After a year as CEO of the John F. Kennedy Library Foundation, David McKean is stepping down to return to Washington, citing family concerns and a desire to be more involved in the political debate at what he called "a critical time for our nation."
McKean, a former top aide to Senator John F. Kerry, said in a note last week to Caroline Kennedy and foundation board chairman Kenneth R. Feinberg that he wanted to be back in Washington as his youngest daughter finishes high school and prepares for college. McKean has commuted regularly to Boston.
"I have had a wonderful year, but ... my wife and I have decided that we should both be back in Washington," McKean said. "Moreover, while I love the library this is a critical time for our nation and I would like to be more directly involved in the debate."
The foundation provides funding, staff, and programming for the John F. Kennedy Presidential Library and Museum in Columbia Point. McKean's departure comes just as the museum is marking the 50th anniversary of Kennedy's inauguration with a series of high-profile events and programs, including a tribute at the State House tomorrow marking Kennedy's 1961 "City on a Hill" speech in the House chamber.
McKean was previously staff director for the US Senate Foreign Relations Committee for the 111th Congress, Kerry's chief of staff from 1999 to 2008, and an adviser on Kerry presidential bid in 2004.

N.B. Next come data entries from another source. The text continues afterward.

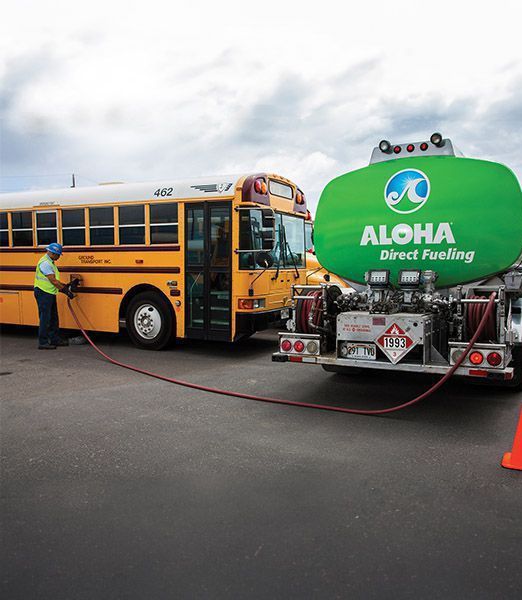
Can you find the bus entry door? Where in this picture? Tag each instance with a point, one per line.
(208, 270)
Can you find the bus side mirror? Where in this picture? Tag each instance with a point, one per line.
(264, 260)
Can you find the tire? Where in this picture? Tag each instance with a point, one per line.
(150, 321)
(348, 371)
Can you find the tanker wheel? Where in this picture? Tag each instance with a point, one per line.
(150, 322)
(347, 371)
(516, 382)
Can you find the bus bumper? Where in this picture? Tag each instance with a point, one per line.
(247, 323)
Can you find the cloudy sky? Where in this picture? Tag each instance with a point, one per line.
(134, 91)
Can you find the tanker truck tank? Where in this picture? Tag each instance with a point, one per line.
(423, 236)
(458, 216)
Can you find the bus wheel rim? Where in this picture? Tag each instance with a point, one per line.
(147, 321)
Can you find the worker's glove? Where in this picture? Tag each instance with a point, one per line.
(67, 291)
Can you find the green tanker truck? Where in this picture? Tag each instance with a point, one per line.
(424, 236)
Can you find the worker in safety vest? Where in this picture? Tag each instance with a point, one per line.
(46, 285)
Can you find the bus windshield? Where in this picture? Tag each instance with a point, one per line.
(289, 247)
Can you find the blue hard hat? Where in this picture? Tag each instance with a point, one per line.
(55, 248)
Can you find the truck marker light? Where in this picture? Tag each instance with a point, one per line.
(494, 359)
(245, 304)
(478, 372)
(312, 347)
(286, 345)
(299, 346)
(476, 358)
(436, 140)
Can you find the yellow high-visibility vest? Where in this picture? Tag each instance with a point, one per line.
(41, 281)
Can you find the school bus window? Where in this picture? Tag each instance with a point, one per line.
(256, 232)
(309, 237)
(280, 189)
(132, 224)
(22, 224)
(73, 227)
(46, 230)
(294, 233)
(164, 223)
(101, 226)
(4, 230)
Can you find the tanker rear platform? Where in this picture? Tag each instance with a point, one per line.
(119, 486)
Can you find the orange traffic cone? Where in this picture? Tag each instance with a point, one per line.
(513, 459)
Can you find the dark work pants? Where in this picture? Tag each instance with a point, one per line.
(48, 331)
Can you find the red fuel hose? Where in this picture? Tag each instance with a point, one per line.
(355, 411)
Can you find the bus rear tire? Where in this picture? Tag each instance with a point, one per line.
(149, 321)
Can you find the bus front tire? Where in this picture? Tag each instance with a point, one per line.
(149, 321)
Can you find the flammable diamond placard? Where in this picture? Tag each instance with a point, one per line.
(395, 343)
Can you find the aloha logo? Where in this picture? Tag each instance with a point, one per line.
(407, 191)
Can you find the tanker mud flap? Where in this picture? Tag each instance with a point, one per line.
(276, 357)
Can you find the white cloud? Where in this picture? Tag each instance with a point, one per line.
(133, 91)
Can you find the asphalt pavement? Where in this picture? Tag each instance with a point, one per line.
(115, 485)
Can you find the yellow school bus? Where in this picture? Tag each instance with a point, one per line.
(211, 258)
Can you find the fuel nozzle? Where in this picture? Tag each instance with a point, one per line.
(75, 282)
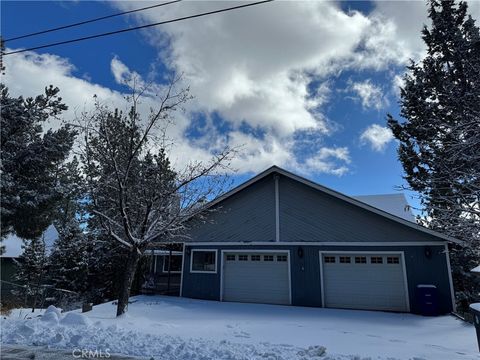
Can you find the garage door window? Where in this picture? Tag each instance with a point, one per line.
(360, 260)
(393, 260)
(330, 259)
(203, 261)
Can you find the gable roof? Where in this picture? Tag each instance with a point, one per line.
(275, 169)
(395, 204)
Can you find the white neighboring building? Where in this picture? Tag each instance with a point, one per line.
(13, 243)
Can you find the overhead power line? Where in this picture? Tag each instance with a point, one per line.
(89, 21)
(140, 27)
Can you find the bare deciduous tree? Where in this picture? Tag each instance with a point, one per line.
(135, 193)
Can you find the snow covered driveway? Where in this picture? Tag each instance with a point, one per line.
(178, 328)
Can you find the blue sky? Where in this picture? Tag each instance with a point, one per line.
(305, 86)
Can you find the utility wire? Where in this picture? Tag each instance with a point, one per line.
(139, 27)
(89, 21)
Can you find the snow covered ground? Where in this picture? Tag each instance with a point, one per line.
(178, 328)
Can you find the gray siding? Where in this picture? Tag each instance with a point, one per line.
(307, 214)
(305, 273)
(246, 216)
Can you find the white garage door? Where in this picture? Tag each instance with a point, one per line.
(256, 277)
(364, 281)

McKean succeeded John Shattuck as CEO. Shattuck, who in an eight-year tenure was credited with elevating the museum's public profile, left Boston in the summer of 2009 to lead Central European University, a graduate school in Budapest founded in 1991 to help post-Soviet states with the transition to democracy.
In an e-mail informing the foundation's board of directors, Feinberg said: "It is understandable why David would want to return to Washington and remain engaged in public affairs." He said Tom McNaught, who has held managerial positions at the foundation since 1996, "has agreed to step up and serve as executive director so there will be no need to spend time seeking a replacement for David."